Bu hafta magazin dünyası yine “aile içi farmakolojik sürpriz”le çalkalandı. Ünlü oyuncu Cenk Torun’un çantasında bulunan cinsel gücü artıran ilaç, eşi Nevin Torun’un açtığı boşanma davasında “ihanet delili” olarak mahkemeye sunuldu.
Nevin Hanım, eşinin çantasında bir kutu ilaç bulmuş. Üstelik kutu açılmış, içinden eksilmiş. Eşinin sadakatini sorgulayan hanımefendi, hemen: “Aha! Yakanladım seni Viagra Panpa!” demiş. Oysa eşi prostat büyümesini engellemek için kullandığını iddia etmiş.
İlişkilerde güven meselesi bu kadar hassasken, bir çantada bulduğun ilaç gerçekten neyin kanıtıdır? Sadakatsizlik mi, yoksa sadece… “ikinci bahar hazırlığı” mı?
Bakın, cinsel gücü artıran ilaçlar utanılacak şeyler değil. Uzmanlara göre pek çok erkek, yaşla birlikte değişen hormon dengesi, stres, ilişki yorgunluğu gibi nedenlerle bu tür desteklere ihtiyaç duyabiliyor.
Ama mesele ilacın kendisi değil; ilacın saklanma biçimi, açıklanma zamanlaması ve tabii ki ilişkideki güvenin hali.
Şimdi asıl sorumuza dönelim:
Cinsel gücü artıran ilaç ne zaman masumdur, ne zaman ihanetin işaret fişeğidir?
• Eğer eşinle birlikte bir doktora görünmüş, bu kararı beraber almışsanız: Masum.
• Ama eşin bu ilacı senin çantanda tesadüfen buluyorsa: Şüpheli.
• Üstüne bir de “Prostat için” diye geçiştiriyorsanız: Muhtemelen yangın var.
Ama durun bir dakika.
Belki de asıl yangın başka yerde: Erkekliğini yitirmekten korkan bir adamın sessizliğinde…
Hiç düşündünüz mü, belki o ilaç ihanetin değil, utancın simgesidir?
Erkekliğin hâlâ “performansla” eş değer sayıldığı bir toplumda yaşıyoruz. Ve performans düştüğünde, birçok erkek bunu partneriyle değil, eczacısıyla paylaşmayı tercih ediyor.
Neden mi?
Çünkü anlatmak, ‘eksik’ olduğunu kabul etmektir.
Çünkü “Ben artık o eski ben değilim” demek, bazı erkekler için ‘veda’ gibidir.

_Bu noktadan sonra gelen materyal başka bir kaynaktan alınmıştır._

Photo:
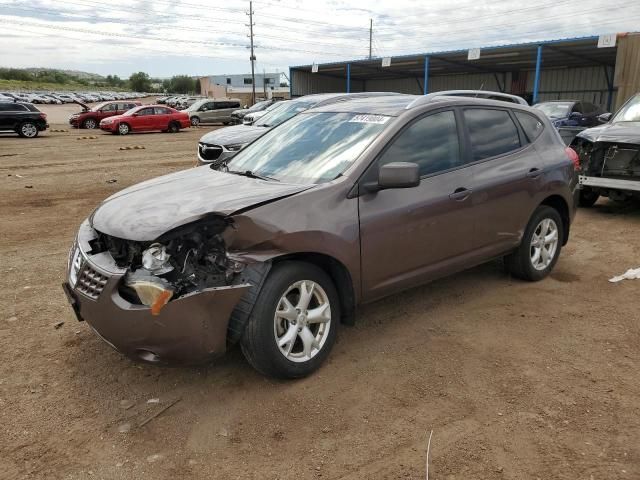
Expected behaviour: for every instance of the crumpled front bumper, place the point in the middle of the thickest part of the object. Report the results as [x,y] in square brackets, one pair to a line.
[190,329]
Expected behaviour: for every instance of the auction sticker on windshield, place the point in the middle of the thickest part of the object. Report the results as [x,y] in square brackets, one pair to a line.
[380,119]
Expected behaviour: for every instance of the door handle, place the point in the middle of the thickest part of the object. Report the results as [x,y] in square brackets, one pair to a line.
[460,194]
[534,173]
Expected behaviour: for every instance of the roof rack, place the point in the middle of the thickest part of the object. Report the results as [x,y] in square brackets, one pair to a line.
[486,94]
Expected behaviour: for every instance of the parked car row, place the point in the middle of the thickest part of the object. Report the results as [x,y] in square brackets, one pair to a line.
[68,97]
[303,221]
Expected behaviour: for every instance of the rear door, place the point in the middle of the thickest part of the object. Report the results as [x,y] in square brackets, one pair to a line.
[162,118]
[144,120]
[207,112]
[507,176]
[412,235]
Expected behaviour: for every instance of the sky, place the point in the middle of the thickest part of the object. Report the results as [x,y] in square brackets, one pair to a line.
[194,37]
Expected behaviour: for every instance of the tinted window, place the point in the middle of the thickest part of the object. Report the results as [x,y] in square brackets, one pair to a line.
[12,107]
[492,132]
[531,125]
[431,142]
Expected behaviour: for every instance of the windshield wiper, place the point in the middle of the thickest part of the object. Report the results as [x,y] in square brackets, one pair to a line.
[250,174]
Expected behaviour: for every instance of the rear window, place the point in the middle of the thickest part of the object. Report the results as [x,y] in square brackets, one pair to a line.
[491,132]
[530,124]
[12,107]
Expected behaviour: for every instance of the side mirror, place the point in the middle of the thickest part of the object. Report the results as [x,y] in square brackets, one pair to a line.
[604,117]
[396,175]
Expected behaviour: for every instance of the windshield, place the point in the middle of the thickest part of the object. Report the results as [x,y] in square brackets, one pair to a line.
[283,112]
[98,107]
[555,109]
[310,148]
[258,106]
[630,111]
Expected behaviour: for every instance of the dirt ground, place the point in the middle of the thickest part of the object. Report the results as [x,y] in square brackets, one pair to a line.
[516,380]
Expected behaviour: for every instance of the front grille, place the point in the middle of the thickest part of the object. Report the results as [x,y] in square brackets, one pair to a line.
[90,282]
[209,152]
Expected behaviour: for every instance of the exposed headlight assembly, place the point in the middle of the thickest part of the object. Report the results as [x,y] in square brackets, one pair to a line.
[152,291]
[234,148]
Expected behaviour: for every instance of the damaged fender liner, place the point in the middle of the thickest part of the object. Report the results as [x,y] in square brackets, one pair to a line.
[188,330]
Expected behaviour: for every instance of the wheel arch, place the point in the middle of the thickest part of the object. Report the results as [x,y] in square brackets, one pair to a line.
[558,203]
[338,273]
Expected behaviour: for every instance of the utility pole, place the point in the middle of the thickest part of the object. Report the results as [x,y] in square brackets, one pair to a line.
[370,37]
[253,57]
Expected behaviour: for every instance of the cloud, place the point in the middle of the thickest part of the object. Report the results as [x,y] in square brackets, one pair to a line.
[123,36]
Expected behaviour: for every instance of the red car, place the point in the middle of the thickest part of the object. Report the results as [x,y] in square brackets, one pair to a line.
[91,117]
[147,118]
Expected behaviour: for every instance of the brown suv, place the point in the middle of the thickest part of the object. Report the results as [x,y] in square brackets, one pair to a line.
[340,205]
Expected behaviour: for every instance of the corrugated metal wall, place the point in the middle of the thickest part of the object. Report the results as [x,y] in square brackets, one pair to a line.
[485,81]
[304,83]
[627,76]
[586,83]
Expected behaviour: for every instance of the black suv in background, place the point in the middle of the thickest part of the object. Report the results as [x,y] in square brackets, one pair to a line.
[22,118]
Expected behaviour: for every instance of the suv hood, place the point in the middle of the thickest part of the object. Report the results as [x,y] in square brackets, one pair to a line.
[145,211]
[624,132]
[238,134]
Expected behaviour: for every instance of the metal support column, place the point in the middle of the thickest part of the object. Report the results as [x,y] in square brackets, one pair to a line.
[536,82]
[426,75]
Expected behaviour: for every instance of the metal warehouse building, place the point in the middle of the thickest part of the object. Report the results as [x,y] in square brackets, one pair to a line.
[602,70]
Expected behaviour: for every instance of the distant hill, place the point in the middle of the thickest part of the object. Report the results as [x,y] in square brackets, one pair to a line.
[72,73]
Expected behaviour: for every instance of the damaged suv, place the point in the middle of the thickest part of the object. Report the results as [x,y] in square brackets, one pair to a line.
[307,222]
[610,156]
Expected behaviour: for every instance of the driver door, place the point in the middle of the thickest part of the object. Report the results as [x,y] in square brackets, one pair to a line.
[411,235]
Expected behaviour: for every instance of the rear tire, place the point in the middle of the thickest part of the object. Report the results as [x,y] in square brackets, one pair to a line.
[124,128]
[286,336]
[540,248]
[588,197]
[28,130]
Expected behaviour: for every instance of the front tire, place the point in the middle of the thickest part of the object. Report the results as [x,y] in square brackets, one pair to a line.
[540,247]
[588,197]
[28,130]
[124,129]
[294,322]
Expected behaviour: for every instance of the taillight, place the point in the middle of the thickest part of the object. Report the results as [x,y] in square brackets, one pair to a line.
[573,156]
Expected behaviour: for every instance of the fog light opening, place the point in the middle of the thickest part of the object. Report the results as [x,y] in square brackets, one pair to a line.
[148,356]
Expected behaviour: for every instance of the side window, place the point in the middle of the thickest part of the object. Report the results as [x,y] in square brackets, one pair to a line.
[431,142]
[530,124]
[491,132]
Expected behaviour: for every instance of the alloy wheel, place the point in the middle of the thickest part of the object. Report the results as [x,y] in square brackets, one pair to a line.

İşte bu yüzden belki de Cenk Bey çantasında taşıdığı ilacı anlatamadı.
Belki anlatmayı denedi de, kelimeler “erkeklik gururuna” takıldı kaldı.
Ve şimdi gelelim Nevin Hanım’a…
Peki kadın neden hemen en kötüsünü düşünür?
Cevap hem basit, hem derin:
Çünkü kadınlar ilişkideki en küçük değişikliği bile hisseder. Sessizlikleri okur, bakışların yerini, mesajların tonunu fark eder.
Ve güven bir kez sarsıldığında, beynin “korunma modu” devreye girer.
O modda mantık susar, iç ses bağırır: “Aldatılıyorsun!”
Belki bu olayda da, biriken geçmiş güvensizlikler, konuşulmamış kırgınlıklar, bir ilacı bile “delil” haline getirdi.
Ve belki, aslında çiftin en büyük ihtiyacı birbirini suçlamak değil, duymaktı.
Kısacası:
Her ilaç ihaneti göstermez.
Ama saklanan ilaç, bir şeylerin artık paylaşılmadığını fısıldar.
O yüzden önerim şu:İlişkinizde bir ilaç bulursanız, panikle değil merakla yaklaşın.Konuşun. Anlamaya çalışın.İlişkilerdeki en büyük problem sadakatsizlik değil, dürüstlük eksikliği. Bir şey gizleniyorsa, genelde nedeni vardır. Ama şunu da unutmamak gerek: Her ilaç ihaneti değil, bazen sadece çaresizliği temsil eder.Belki aldatılmadınız da, sadece birlikte yaşlanıyorsunuzdur. Hatta şunu sorayım: Çantada bu ilaçlardan daha başka ne bulunursa esas kıyamet kopar? Siz yorulmayın cevabı da vereyim: prezervatif. Hele bir de açıklaması “prostat için kullanıyorum” olursa işte o zaman ihanetten bahsedebiliriz, benden söylemesi.